The original Garota De Ipanema, Helo Pinheiro...


----------



## cheddar cheese (Nov 9, 2004)

How can a song be sexy?


----------



## the lancaster kicks ass (Nov 9, 2004)

in the same way i can be sexy, baisically, it can't


----------



## Crazy (Nov 9, 2004)

the lancaster kicks ass said:


> in the same way i can be sexy, baisically, it can't


----------



## cheddar cheese (Nov 9, 2004)

Hey at least hes honest


----------



## GermansRGeniuses (Nov 9, 2004)

By being incredibly smooth and cool...

Have you heard it?

Download the attachment.


----------



## Medvedya (Nov 9, 2004)

The Girl From Ipanema needs to be played in the right location though - a wet Thursday afternoon in Burnley isn't it.


----------



## MichaelHenley (Nov 9, 2004)

Youve been very sexually minded lately haven't you GrG's?!


----------



## Maestro (Nov 9, 2004)

Not bad... if you like Latino music.


----------



## GermansRGeniuses (Nov 9, 2004)

Actually, MH, I was just born like that...


Maestro, Brasil isn't technically "Latino"...
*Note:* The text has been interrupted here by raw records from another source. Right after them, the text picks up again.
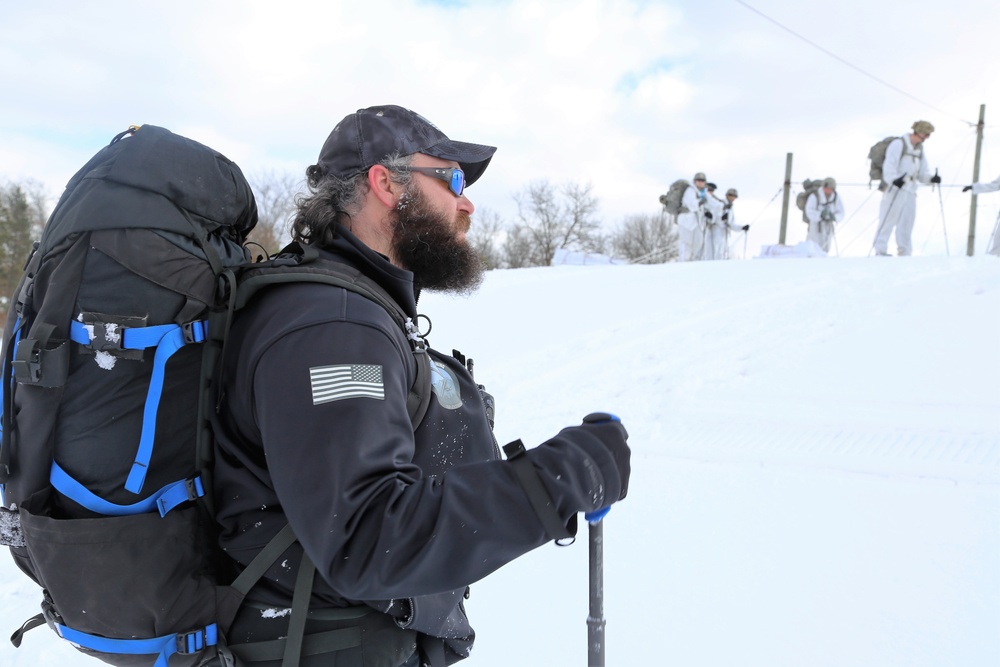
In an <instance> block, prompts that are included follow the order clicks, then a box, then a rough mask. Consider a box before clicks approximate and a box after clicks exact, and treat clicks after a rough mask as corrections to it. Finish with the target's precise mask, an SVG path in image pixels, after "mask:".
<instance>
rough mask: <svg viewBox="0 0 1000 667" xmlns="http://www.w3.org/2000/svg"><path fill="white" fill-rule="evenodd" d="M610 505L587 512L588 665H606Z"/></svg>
mask: <svg viewBox="0 0 1000 667" xmlns="http://www.w3.org/2000/svg"><path fill="white" fill-rule="evenodd" d="M610 511H611V508H610V507H605V508H604V509H599V510H597V511H596V512H587V513H586V514H584V515H583V516H584V518H586V519H587V525H588V527H589V531H590V613H589V614H587V667H604V627H605V625H607V623H606V622H605V620H604V522H603V521H602V519H603V518H604V517H605V516H606V515H607V513H608V512H610Z"/></svg>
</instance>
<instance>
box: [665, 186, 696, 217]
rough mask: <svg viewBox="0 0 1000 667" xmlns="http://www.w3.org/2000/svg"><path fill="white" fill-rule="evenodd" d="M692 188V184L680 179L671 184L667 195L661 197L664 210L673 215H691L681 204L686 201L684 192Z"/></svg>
mask: <svg viewBox="0 0 1000 667" xmlns="http://www.w3.org/2000/svg"><path fill="white" fill-rule="evenodd" d="M690 186H691V184H690V183H688V182H687V181H685V180H684V179H683V178H680V179H678V180H676V181H674V182H673V183H671V184H670V188H669V189H668V190H667V193H666V194H663V195H660V203H661V204H663V208H664V210H665V211H666V212H667V213H669V214H671V215H677V214H678V213H689V211H688V210H687V208H686V207H684V206H682V203H681V202H682V200H683V199H684V192H685V191H686V190H687V189H688V188H689V187H690Z"/></svg>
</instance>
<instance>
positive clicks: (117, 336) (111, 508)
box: [50, 320, 208, 516]
mask: <svg viewBox="0 0 1000 667" xmlns="http://www.w3.org/2000/svg"><path fill="white" fill-rule="evenodd" d="M207 332H208V325H207V322H205V321H204V320H198V321H195V322H189V323H187V324H184V325H179V324H160V325H155V326H149V327H117V326H115V325H112V324H108V323H103V322H88V323H83V322H78V321H75V320H74V321H73V322H71V324H70V339H71V340H73V341H74V342H76V343H79V344H80V345H83V346H85V347H89V348H91V349H93V350H95V351H104V352H108V351H114V350H144V349H147V348H151V347H155V348H156V352H155V354H154V355H153V372H152V377H151V378H150V381H149V392H148V393H147V395H146V403H145V406H144V409H143V417H142V433H141V435H140V438H139V447H138V449H137V451H136V455H135V461H134V462H133V464H132V469H131V471H130V472H129V475H128V479H127V480H126V481H125V489H126V490H128V491H131V492H132V493H135V494H138V493H139V492H140V491H142V486H143V483H144V482H145V480H146V471H147V470H148V469H149V461H150V459H151V458H152V456H153V440H154V438H155V436H156V412H157V409H158V408H159V405H160V397H161V396H162V394H163V380H164V374H165V371H166V365H167V361H168V360H169V359H170V357H171V356H173V354H174V353H175V352H177V351H178V350H179V349H181V348H182V347H184V346H185V345H188V344H190V343H200V342H203V341H204V340H205V338H206V335H207ZM50 481H51V482H52V486H53V487H54V488H55V489H56V490H57V491H59V492H60V493H62V494H63V495H64V496H66V497H68V498H70V499H72V500H73V501H75V502H77V503H79V504H80V505H82V506H83V507H86V508H87V509H89V510H91V511H93V512H98V513H99V514H109V515H113V516H122V515H127V514H138V513H141V512H150V511H152V510H153V509H154V508H155V509H157V510H158V511H159V512H160V515H161V516H163V515H165V514H166V513H167V512H169V511H170V510H171V509H173V508H174V507H176V506H177V505H179V504H181V503H183V502H186V501H188V500H193V499H195V498H199V497H201V496H203V495H205V490H204V488H203V485H202V483H201V480H200V479H199V478H194V479H185V480H179V481H177V482H172V483H171V484H168V485H167V486H165V487H163V488H162V489H159V490H158V491H157V492H156V493H154V494H153V495H151V496H150V497H149V498H146V499H145V500H143V501H140V502H138V503H134V504H132V505H116V504H114V503H110V502H108V501H106V500H104V499H102V498H100V497H99V496H97V495H96V494H94V493H92V492H91V491H89V490H88V489H87V488H86V487H84V486H83V485H82V484H80V483H79V482H77V481H76V480H74V479H73V478H72V477H70V476H69V474H67V473H66V472H65V471H64V470H63V469H62V468H60V467H59V466H58V465H57V464H56V463H55V461H53V462H52V474H51V477H50Z"/></svg>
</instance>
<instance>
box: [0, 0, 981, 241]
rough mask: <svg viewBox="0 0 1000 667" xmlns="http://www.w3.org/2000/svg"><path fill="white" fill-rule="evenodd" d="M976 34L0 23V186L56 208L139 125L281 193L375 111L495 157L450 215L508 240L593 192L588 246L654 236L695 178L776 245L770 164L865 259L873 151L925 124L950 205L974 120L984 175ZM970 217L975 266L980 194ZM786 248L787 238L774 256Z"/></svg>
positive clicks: (965, 216)
mask: <svg viewBox="0 0 1000 667" xmlns="http://www.w3.org/2000/svg"><path fill="white" fill-rule="evenodd" d="M747 5H749V7H748V6H747ZM373 8H374V9H373ZM754 10H756V11H754ZM758 12H759V13H758ZM761 14H763V15H765V16H766V17H770V18H771V19H773V20H774V21H777V22H778V23H781V24H782V25H784V26H785V27H787V28H788V29H790V30H791V31H794V32H795V33H797V34H798V35H801V36H802V37H804V38H806V39H808V40H809V41H811V42H813V43H814V44H815V46H814V45H810V44H808V43H806V42H805V41H803V40H802V39H800V38H798V37H796V36H795V35H793V34H790V33H789V32H788V31H786V30H783V29H782V28H781V27H779V26H778V25H775V23H773V22H771V21H769V20H768V19H767V18H765V16H762V15H761ZM998 25H1000V3H996V2H993V1H992V0H978V1H973V0H951V1H950V2H942V1H940V0H934V1H931V0H910V1H907V2H903V1H902V0H897V1H878V0H876V1H873V0H842V1H841V2H838V3H832V2H810V1H807V0H795V1H793V0H747V2H746V3H743V2H740V1H738V0H703V1H700V2H695V1H690V0H684V1H678V0H669V1H667V0H665V1H649V2H632V1H627V0H615V1H606V2H602V1H598V0H573V1H572V2H562V1H559V0H545V1H544V2H542V1H540V0H539V1H534V2H532V1H518V0H515V1H511V2H507V1H484V2H475V1H468V2H463V1H461V0H442V1H439V2H430V1H415V0H397V1H393V2H386V3H379V4H373V3H364V2H350V3H348V2H327V3H321V2H300V1H298V0H284V1H283V2H280V3H279V2H273V1H260V2H257V1H254V2H210V1H207V0H173V1H171V2H143V3H136V2H117V1H105V2H80V1H79V0H77V1H74V2H69V1H65V0H56V1H48V2H45V3H22V2H15V0H0V81H2V90H3V101H2V102H0V181H7V180H23V179H34V180H35V181H38V182H40V183H42V184H43V185H44V186H45V188H46V189H47V190H49V191H51V193H52V196H53V201H54V199H55V198H56V197H57V196H58V193H59V192H60V191H61V189H62V187H63V185H64V184H65V182H66V181H67V180H68V179H69V177H70V176H72V174H73V173H74V172H75V171H76V170H77V169H78V168H79V167H80V166H82V165H83V164H84V162H86V160H87V159H88V158H89V157H90V156H91V155H92V154H93V153H95V152H96V151H97V150H99V149H100V148H101V147H102V146H103V145H105V144H106V143H107V142H108V141H109V140H110V139H111V137H113V136H114V135H115V134H116V133H117V132H119V131H121V130H123V129H125V128H126V127H127V126H128V125H129V124H143V123H150V124H154V125H160V126H163V127H166V128H168V129H170V130H172V131H174V132H177V133H180V134H184V135H186V136H189V137H191V138H193V139H196V140H198V141H201V142H202V143H206V144H208V145H210V146H212V147H213V148H215V149H217V150H219V151H221V152H222V153H224V154H226V155H227V156H228V157H230V158H231V159H233V160H235V161H236V162H237V163H238V164H239V165H240V166H241V167H242V168H243V171H244V172H245V173H246V174H247V175H248V177H250V178H251V180H253V178H254V177H259V176H261V175H264V174H267V173H286V172H287V173H290V174H294V175H295V176H298V175H299V174H301V173H302V172H303V170H304V168H305V167H306V166H307V165H309V164H311V163H313V162H315V160H316V157H317V154H318V151H319V147H320V146H321V145H322V143H323V141H324V140H325V138H326V136H327V134H328V133H329V131H330V129H331V128H332V127H333V125H334V124H335V123H336V122H337V121H338V120H339V119H340V118H342V117H343V116H344V115H346V114H348V113H350V112H353V111H354V110H356V109H358V108H361V107H366V106H371V105H377V104H388V103H394V104H400V105H403V106H407V107H410V108H412V109H414V110H415V111H417V112H419V113H421V114H423V115H424V116H426V117H427V118H429V119H430V120H431V121H433V122H434V123H435V124H437V125H438V126H439V127H440V128H441V129H442V130H443V131H444V132H445V133H447V134H448V135H449V136H450V137H452V138H455V139H460V140H465V141H473V142H478V143H487V144H492V145H495V146H498V147H499V150H498V152H497V154H496V157H495V158H494V160H493V163H492V165H491V166H490V169H489V171H487V173H486V176H485V177H484V178H483V180H481V181H480V182H478V183H476V185H474V186H473V187H472V188H471V189H470V190H469V193H468V194H469V196H470V198H471V199H472V200H473V202H474V203H475V204H476V205H477V206H478V207H480V209H491V210H493V211H496V212H497V213H499V214H500V215H501V217H503V218H505V219H508V220H513V219H514V217H515V215H516V207H515V204H514V199H513V195H514V194H515V193H516V192H517V191H519V190H521V189H523V188H524V187H525V186H526V185H527V184H528V183H530V182H532V181H537V180H548V181H550V182H551V183H553V184H556V185H558V184H562V183H567V182H577V183H590V184H592V186H593V188H594V193H595V194H596V195H597V197H598V198H599V200H600V204H601V213H602V215H603V217H604V219H605V220H606V221H607V223H608V225H609V226H610V225H615V224H617V223H619V222H620V221H621V220H622V218H624V217H625V216H627V215H629V214H637V213H657V212H658V211H659V204H658V202H657V198H658V196H659V195H660V194H661V193H663V192H665V191H666V189H667V187H668V185H669V183H670V182H671V181H673V180H674V179H676V178H679V177H684V178H690V177H691V176H692V175H693V174H694V172H696V171H704V172H706V173H707V174H708V177H709V180H711V181H714V182H716V183H718V184H719V186H720V187H721V188H722V189H723V190H725V189H727V188H730V187H736V188H738V189H739V191H740V195H741V198H740V200H739V202H738V204H737V206H738V215H739V218H740V220H741V221H742V222H753V223H754V228H753V229H752V233H751V236H750V245H751V247H752V248H754V247H757V246H759V245H760V244H762V243H775V242H777V240H778V220H779V218H780V213H781V198H780V197H777V198H776V199H775V195H776V194H777V193H778V192H779V190H780V189H781V186H782V181H783V177H784V170H785V159H786V154H787V153H792V154H793V155H794V158H793V172H792V180H793V182H794V183H795V184H796V185H797V184H798V183H800V182H801V181H802V179H804V178H806V177H812V178H816V177H824V176H833V177H835V178H836V179H837V180H838V181H839V182H840V183H841V187H840V191H841V193H842V196H843V197H844V201H845V203H846V208H847V211H848V214H849V216H852V215H853V216H854V217H853V218H852V219H851V220H849V221H848V223H849V224H845V225H844V226H843V228H842V230H841V232H840V234H839V239H838V240H839V241H840V247H841V248H843V246H845V245H852V246H853V247H851V248H850V249H849V250H848V251H846V252H844V253H843V254H864V253H865V252H866V251H867V248H868V247H869V246H870V239H869V238H868V237H867V236H865V238H864V239H863V240H862V241H859V242H858V243H854V244H852V243H851V241H850V238H853V237H854V236H855V233H857V235H859V236H861V235H864V232H865V231H866V225H868V224H869V223H870V220H869V218H870V217H871V216H872V215H874V213H873V212H872V211H874V210H876V209H875V208H872V207H874V206H877V200H878V195H877V194H876V195H874V196H871V197H870V191H869V190H868V189H867V187H866V186H867V182H868V174H867V172H868V163H867V159H866V156H867V152H868V148H869V146H870V145H871V144H872V143H874V142H875V141H877V140H878V139H881V138H882V137H884V136H887V135H890V134H901V133H903V132H906V131H907V130H908V129H909V128H910V125H911V124H912V123H913V122H914V121H915V120H918V119H926V120H929V121H931V122H932V123H934V125H935V126H936V127H937V131H936V132H935V133H934V135H933V136H932V137H931V139H930V140H929V141H928V142H927V154H928V157H929V160H930V164H931V167H932V169H933V168H934V167H937V168H939V169H940V173H941V175H942V177H943V179H944V183H945V185H946V186H949V185H955V186H960V185H964V184H967V183H968V182H970V180H971V177H972V167H973V157H974V153H975V129H974V127H973V126H974V124H975V122H976V121H977V120H978V114H979V107H980V105H981V104H985V105H986V123H985V125H986V129H985V139H984V143H983V169H982V172H981V177H982V179H983V180H992V179H994V178H996V177H997V175H998V174H1000V85H998V83H1000V69H998V68H997V64H998V58H1000V56H998V54H997V50H996V48H995V45H994V40H995V39H996V31H997V26H998ZM823 49H825V50H826V51H827V52H830V53H832V54H834V55H833V56H831V55H830V54H828V53H827V52H824V50H823ZM834 56H835V57H834ZM838 58H839V60H838ZM844 61H846V62H844ZM859 70H861V71H859ZM876 79H878V80H880V81H878V80H876ZM856 184H864V185H865V187H862V186H861V185H856ZM968 199H969V198H968V195H963V194H961V193H960V188H959V187H945V188H943V190H942V193H941V195H940V198H939V195H938V194H937V193H934V192H931V191H930V190H929V189H925V190H924V191H922V192H921V195H920V199H919V202H918V220H917V229H916V231H915V234H914V242H915V248H916V250H917V252H918V254H919V253H921V250H923V254H933V253H935V252H937V251H939V250H940V249H939V248H937V243H940V242H941V239H942V237H943V235H942V234H941V233H940V232H941V231H943V228H944V227H943V226H942V221H946V223H947V224H946V226H947V228H948V235H949V237H950V238H951V252H952V254H955V253H956V251H958V252H962V251H964V248H965V236H966V232H967V228H968V218H969V201H968ZM979 202H980V209H979V211H980V213H979V222H978V237H979V238H980V243H981V244H983V245H985V241H986V236H988V235H989V232H990V230H991V229H992V227H993V224H994V222H995V218H996V216H997V211H998V210H1000V194H998V195H992V196H991V195H985V196H982V197H980V198H979ZM862 206H864V208H862ZM945 210H946V211H947V214H946V215H943V214H942V211H945ZM935 226H937V229H938V232H937V233H936V235H934V236H933V237H932V236H931V234H932V233H933V229H934V228H935ZM804 228H805V226H804V225H803V224H802V223H801V222H797V221H795V220H793V221H792V222H790V223H789V232H788V239H787V240H788V242H790V243H794V242H796V241H798V240H802V239H803V238H804V236H805V232H804ZM869 231H870V232H871V233H874V228H872V229H871V230H869ZM849 237H850V238H849ZM921 243H923V248H922V247H921ZM957 246H960V248H958V247H957Z"/></svg>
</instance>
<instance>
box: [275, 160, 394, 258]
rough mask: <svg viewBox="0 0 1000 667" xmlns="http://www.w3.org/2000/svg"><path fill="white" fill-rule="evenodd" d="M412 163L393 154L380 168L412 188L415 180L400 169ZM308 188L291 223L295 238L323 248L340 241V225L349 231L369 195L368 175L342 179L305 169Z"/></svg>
mask: <svg viewBox="0 0 1000 667" xmlns="http://www.w3.org/2000/svg"><path fill="white" fill-rule="evenodd" d="M412 159H413V158H412V156H410V155H399V154H393V155H389V156H387V157H386V158H385V159H383V160H382V161H380V162H379V163H378V164H380V165H382V166H384V167H385V168H386V169H388V170H389V173H390V174H391V178H392V180H393V182H394V183H398V184H400V185H402V186H403V187H404V188H409V185H410V180H411V178H412V176H411V174H410V172H407V171H400V168H402V167H406V166H409V164H410V162H411V161H412ZM306 186H307V187H308V188H309V194H306V195H301V196H299V197H297V198H296V200H295V206H296V208H297V211H296V213H295V220H294V221H293V222H292V238H293V239H294V240H296V241H299V242H300V243H309V244H314V245H318V246H320V247H322V246H324V245H329V244H330V243H332V241H333V239H335V238H336V237H337V225H338V224H341V225H344V226H345V227H347V228H350V226H351V225H350V221H351V217H352V216H354V215H356V214H357V212H358V210H360V208H361V204H362V201H363V199H364V196H365V195H366V194H367V193H368V189H369V185H368V171H367V170H365V171H364V172H362V173H360V174H355V175H354V176H349V177H347V178H340V177H339V176H335V175H333V174H328V173H324V172H323V169H322V168H321V167H320V166H319V165H315V164H314V165H311V166H309V167H308V168H306Z"/></svg>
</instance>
We're actually more European-ish...


----------



## Medvedya (Nov 10, 2004)

GermansRGeniuses said:


> Actually, MH, I was just born like that...
> 
> 
> Maestro, Brasil isn't technically "Latino"...
> ...



Hmmm, not sure about that - but I may be wrong. In the film 'Central do Brasil.' Rio doesn't look very European, and I heard that it was pretty accurate as to what its really like over there......great film though......


----------



## cheddar cheese (Nov 10, 2004)

Bah, European/Latino is all the same...


----------



## GermansRGeniuses (Nov 10, 2004)

Medvedya said:


> GermansRGeniuses said:
> 
> 
> > Actually, MH, I was just born like that...
> ...




I meant in character, we're very different from most Spanish-speaking countries...


Also, we usually have grudges agaisnt Argentineans...


----------